Судья королевского отбора 2 - стр. 36
Баронесса Тика опускается на колени перед лежачей и берёт её опухшую, словно желе, руку. Угадать хоть какие-то черты лица невозможно. Они потеряли чёткость.
– Если задержишься, то станешь свидетелем, – хрипит женщина.
Повисает удушающее молчание.
– Тебя ведь никто из родных не навещал, да?
В ответ на вопрос леди Никалины звучит лишь тишина.
– Знаешь, а я участвую в королевском отборе, – не сдерживая слёз рассказывает баронесса. – То ещё удовольствие. Помнишь, мы с тобой в университете хотели вместе на него попасть. Скука смертная! На Чудовищных островах намного веселее.
Судя по словам, они подруги, или, как минимум, хорошие знакомые.
Её милость делится с приятельницей историями с отбора, не утаивая даже своих чувств. Она забавно рассказывает про меня, как я единственная засвидетельствовала её прохождение через Арку Помыслов, как меня наградили той веточкой. Тут я не выдерживаю и тоже присоединяюсь к повествованию, дополняя его своим видением отбора. Присаживаюсь рядом на кровать, чтобы меня было лучше видно, и беру её за другую руку.

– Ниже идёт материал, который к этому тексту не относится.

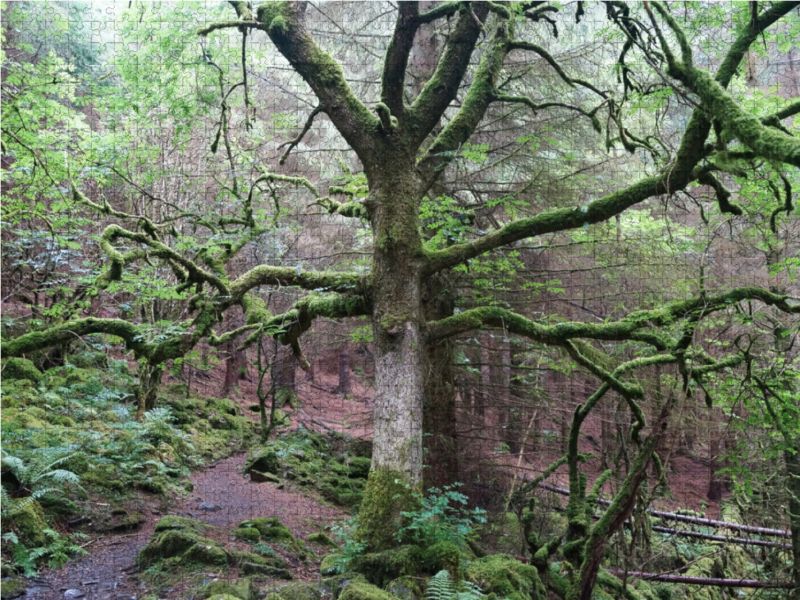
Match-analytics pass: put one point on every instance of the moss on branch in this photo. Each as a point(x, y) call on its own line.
point(443, 86)
point(323, 74)
point(69, 331)
point(309, 280)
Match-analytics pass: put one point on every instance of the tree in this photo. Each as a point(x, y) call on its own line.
point(404, 147)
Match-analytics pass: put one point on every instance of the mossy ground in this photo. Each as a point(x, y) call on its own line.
point(84, 408)
point(335, 466)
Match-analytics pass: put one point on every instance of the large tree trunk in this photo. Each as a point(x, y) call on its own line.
point(396, 473)
point(793, 483)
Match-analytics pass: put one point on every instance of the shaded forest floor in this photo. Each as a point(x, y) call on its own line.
point(110, 572)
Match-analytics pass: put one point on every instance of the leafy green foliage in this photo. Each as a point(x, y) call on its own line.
point(38, 476)
point(442, 587)
point(351, 550)
point(443, 516)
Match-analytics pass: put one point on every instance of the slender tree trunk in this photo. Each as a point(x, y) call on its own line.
point(147, 390)
point(518, 399)
point(793, 483)
point(439, 407)
point(231, 370)
point(283, 372)
point(716, 451)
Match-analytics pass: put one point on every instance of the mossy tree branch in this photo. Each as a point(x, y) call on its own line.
point(440, 91)
point(393, 76)
point(763, 140)
point(308, 280)
point(480, 95)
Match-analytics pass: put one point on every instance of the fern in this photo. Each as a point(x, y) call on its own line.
point(442, 587)
point(39, 468)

Несмотря на одутловатость, с лица девушки легко считывается удивление.
– Вы из другого мира?
Я киваю.
– Какой он? – она спрашивает с таким искренним любопытством, что я плюю на все запреты и рассказываю ей о Земле.
– Магии нет?
– Нет, зато есть наука и технологии.
– Кажется, ваша наука сильнее нашей магии, – с грустью замечает леди Томила.

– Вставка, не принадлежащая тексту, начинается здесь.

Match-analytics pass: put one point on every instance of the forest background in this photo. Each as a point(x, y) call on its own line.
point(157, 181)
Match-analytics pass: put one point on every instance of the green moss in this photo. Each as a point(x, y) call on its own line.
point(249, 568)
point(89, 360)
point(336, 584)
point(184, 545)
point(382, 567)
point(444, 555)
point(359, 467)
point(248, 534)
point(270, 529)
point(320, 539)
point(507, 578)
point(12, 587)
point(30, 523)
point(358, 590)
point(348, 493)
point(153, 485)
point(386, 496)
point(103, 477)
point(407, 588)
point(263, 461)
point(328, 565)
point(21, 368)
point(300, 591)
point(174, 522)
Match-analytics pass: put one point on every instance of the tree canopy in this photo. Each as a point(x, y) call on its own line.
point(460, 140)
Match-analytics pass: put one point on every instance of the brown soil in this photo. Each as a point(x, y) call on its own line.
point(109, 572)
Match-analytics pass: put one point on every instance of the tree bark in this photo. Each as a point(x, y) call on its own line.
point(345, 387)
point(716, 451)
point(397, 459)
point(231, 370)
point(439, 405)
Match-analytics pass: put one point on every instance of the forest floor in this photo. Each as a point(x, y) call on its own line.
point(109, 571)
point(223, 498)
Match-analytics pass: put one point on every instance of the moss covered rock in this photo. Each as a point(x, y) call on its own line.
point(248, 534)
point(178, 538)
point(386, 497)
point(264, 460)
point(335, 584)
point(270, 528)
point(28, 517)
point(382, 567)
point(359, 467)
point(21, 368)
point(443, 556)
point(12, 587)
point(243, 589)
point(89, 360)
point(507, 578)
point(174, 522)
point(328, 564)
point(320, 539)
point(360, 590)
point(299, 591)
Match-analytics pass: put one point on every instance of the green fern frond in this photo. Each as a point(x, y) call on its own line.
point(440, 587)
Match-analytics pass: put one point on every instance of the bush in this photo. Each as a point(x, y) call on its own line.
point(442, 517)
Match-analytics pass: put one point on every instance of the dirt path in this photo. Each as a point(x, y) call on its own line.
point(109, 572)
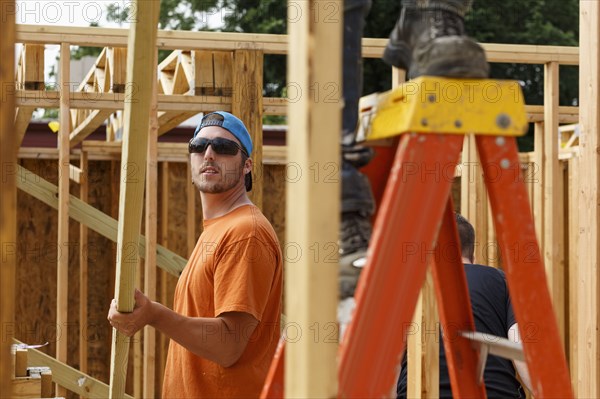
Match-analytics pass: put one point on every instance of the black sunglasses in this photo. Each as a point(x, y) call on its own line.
point(220, 145)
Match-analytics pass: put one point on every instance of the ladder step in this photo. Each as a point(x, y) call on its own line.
point(493, 345)
point(498, 346)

– Отнюдь, – я качаю головой. – Моя мама умерла, когда я была совсем ребёнком, а папа умирал на моих руках. Скорая, это как бригада ваших лекарей, приехала поздно. В тот день было очень много вызовов.
Воспоминания воскрешают застарелую боль. Слёзы застилают взор. Я уже не вижу ничего, только чувствую, как меня берут за руку и выводят из комнаты смертельно больной. И обнимают.
Я утыкаюсь в широкую грудь и рыдаю, не сдерживаясь.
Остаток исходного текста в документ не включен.